Benjamin Britten: Discarded manuscript of unpublished setting of John Donne’s “Epilogue,” 15 August 1945, GB-ALb 2-9300889, 1r and 1v. (The Britten–Pears Foundation. Facsimile of leaves one and two of “Epilogue” are reproduced by kind permission of the Britten–Pears Foundation.)
Benjamin Britten: Discarded manuscript of unpublished setting of John Donne’s “Epilogue,” 15 August 1945, GB-ALb 2-9300889, 1r and 1v. (The Britten–Pears Foundation. Facsimile of leaves one and two of “Epilogue” are reproduced by kind permission of the Britten–Pears Foundation.)

The research of social history, Vickers said, inspires him to see “the big picture, making a larger connection across the whole length of Britten’s life. You must always have a sense of what’s going on in England, and internationally, at the time of any consideration of a particular subject. Context is key.”

One of the high points for Vickers is analyzing Britten’s work on the page in the artist’s own hand. Vickers charts the creative process and sees instances where Britten self-edited and took a new direction with a composition.

“There are always those moments of awe as I peel back the layers of his compositions from sketches and various stages of drafts,” Vickers said. “I look at a completed score as an artifact that I can reverse engineer.
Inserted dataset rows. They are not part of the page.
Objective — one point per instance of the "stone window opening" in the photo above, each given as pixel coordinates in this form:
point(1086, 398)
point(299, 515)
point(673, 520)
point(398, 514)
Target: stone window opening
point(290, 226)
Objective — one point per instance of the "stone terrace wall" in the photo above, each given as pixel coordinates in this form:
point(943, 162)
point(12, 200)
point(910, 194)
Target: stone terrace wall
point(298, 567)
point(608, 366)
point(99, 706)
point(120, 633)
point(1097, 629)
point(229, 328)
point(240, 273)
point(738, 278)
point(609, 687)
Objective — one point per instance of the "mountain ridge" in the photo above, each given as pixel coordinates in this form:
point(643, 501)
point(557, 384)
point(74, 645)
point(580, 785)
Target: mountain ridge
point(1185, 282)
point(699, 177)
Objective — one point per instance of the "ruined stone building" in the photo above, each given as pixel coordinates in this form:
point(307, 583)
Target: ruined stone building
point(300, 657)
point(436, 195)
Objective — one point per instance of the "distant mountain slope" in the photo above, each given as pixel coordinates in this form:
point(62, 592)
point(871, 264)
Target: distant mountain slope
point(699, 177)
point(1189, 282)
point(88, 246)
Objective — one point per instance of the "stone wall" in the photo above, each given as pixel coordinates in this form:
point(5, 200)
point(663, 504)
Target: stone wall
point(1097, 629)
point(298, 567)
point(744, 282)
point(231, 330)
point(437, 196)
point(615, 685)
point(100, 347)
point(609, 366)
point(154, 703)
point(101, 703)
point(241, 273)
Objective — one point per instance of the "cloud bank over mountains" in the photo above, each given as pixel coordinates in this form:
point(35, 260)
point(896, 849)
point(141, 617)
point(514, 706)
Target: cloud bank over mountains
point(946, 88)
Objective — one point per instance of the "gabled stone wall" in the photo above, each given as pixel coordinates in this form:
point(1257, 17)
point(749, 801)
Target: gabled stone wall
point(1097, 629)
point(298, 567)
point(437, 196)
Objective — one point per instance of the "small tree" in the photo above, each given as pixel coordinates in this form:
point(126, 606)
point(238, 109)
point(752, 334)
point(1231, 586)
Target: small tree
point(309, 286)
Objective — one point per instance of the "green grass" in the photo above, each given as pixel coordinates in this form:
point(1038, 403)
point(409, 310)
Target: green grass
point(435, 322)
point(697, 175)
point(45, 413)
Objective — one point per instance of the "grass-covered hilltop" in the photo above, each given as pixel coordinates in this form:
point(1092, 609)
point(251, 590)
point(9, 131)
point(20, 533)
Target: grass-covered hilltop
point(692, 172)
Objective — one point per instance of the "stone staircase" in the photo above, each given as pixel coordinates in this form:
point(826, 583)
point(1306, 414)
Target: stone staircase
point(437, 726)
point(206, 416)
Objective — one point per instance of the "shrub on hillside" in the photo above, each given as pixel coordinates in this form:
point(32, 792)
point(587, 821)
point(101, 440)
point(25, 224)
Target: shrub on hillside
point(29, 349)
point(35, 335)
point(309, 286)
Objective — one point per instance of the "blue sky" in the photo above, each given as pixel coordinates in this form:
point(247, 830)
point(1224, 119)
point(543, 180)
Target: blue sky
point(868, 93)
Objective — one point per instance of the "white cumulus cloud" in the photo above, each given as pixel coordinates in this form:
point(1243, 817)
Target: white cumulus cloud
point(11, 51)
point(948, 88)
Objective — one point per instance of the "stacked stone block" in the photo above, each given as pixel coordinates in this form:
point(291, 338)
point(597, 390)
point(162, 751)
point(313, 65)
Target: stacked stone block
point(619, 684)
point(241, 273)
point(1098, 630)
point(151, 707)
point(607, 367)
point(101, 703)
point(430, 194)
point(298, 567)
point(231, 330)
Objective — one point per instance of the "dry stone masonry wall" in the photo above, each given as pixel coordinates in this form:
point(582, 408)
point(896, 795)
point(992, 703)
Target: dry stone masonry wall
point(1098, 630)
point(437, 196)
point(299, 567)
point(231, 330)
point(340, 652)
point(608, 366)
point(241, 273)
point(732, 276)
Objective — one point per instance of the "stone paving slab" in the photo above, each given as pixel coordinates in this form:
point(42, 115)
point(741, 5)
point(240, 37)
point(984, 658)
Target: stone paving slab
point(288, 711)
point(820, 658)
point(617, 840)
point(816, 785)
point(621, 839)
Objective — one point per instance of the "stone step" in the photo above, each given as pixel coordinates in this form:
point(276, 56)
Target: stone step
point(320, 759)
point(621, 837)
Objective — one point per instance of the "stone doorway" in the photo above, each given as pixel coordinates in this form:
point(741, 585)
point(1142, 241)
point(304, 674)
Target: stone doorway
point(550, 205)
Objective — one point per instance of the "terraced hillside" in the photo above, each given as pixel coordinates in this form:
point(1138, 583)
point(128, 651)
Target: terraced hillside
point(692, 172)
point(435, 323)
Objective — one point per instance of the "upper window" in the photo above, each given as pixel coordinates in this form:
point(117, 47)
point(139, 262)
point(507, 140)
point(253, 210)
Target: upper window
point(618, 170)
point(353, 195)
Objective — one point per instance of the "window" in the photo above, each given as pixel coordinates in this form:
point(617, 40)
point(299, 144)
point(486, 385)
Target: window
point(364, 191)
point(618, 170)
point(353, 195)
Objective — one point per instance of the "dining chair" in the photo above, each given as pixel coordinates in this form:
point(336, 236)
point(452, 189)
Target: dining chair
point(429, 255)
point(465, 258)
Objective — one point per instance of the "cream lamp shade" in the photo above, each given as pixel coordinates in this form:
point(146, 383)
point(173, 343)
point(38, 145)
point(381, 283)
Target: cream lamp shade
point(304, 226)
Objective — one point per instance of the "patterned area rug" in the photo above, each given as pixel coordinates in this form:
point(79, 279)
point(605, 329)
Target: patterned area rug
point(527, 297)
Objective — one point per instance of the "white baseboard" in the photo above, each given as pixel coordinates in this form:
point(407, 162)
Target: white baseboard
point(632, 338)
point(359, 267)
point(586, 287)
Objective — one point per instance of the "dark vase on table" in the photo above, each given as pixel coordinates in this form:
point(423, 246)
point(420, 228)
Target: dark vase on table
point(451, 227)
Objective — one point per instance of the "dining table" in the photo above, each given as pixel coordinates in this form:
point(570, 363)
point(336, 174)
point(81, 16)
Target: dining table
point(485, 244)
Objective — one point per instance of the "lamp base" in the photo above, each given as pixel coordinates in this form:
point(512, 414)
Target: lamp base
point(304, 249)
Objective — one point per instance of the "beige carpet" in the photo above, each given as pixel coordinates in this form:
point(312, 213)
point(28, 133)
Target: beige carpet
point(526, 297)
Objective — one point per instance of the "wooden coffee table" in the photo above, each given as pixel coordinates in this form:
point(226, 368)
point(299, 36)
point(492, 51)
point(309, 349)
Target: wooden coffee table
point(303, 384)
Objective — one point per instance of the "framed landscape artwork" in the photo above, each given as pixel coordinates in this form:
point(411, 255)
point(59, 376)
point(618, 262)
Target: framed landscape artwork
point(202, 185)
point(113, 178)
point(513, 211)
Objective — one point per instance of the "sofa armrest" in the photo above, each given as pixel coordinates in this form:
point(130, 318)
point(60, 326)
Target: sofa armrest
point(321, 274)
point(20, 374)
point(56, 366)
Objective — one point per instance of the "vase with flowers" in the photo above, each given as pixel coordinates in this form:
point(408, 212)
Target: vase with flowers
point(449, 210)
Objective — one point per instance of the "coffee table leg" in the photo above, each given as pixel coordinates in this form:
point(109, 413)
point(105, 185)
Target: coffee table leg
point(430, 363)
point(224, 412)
It’s like musicological forensics.”

Vickers has been invited by the Britten-Pears Foundation to give a performance for its 2017 exhibition chronicling the 50th anniversary of the decriminalization of homosexuality. Before 1967, homosexuality—and therefore Britten’s relationship with Pears until that time—was a crime in England and Wales.

The guarded nature of Britten’s Aldeburgh, as numerous scholars and Vickers have asserted, was largely an effort to insulate the composer’s private life. “Britten courted relationships with the gentry, including Queen Elizabeth II,” Vickers said. “He was savvy about protecting himself. Nonetheless those efforts created an aura of secrecy. One that we still navigate and necessarily discuss to this day.”

The Britten-Pears Foundation has commissioned Vickers to write a special article for its 2017 exhibition publication to mark the anniversary from an American professor and singer’s perspective. Vickers has crafted a recital performance of vocal works by American and British homosexual composers—Britten included—which he believes will honor Britten’s courage in the face of inequality. Vickers has also commissioned the American composer Zachary Wadsworth to write a song cycle especially for the occasion. The tenor will be joined by pianist Karyl Carlson, an Illinois State professor, and Britten scholar Lucy Walker for the recital.

“In so many ways, Britten means the world to me,” Vickers said. “The greatest way I can support and contribute to the legacy of Britten’s music is by performing, writing, speaking, and research.”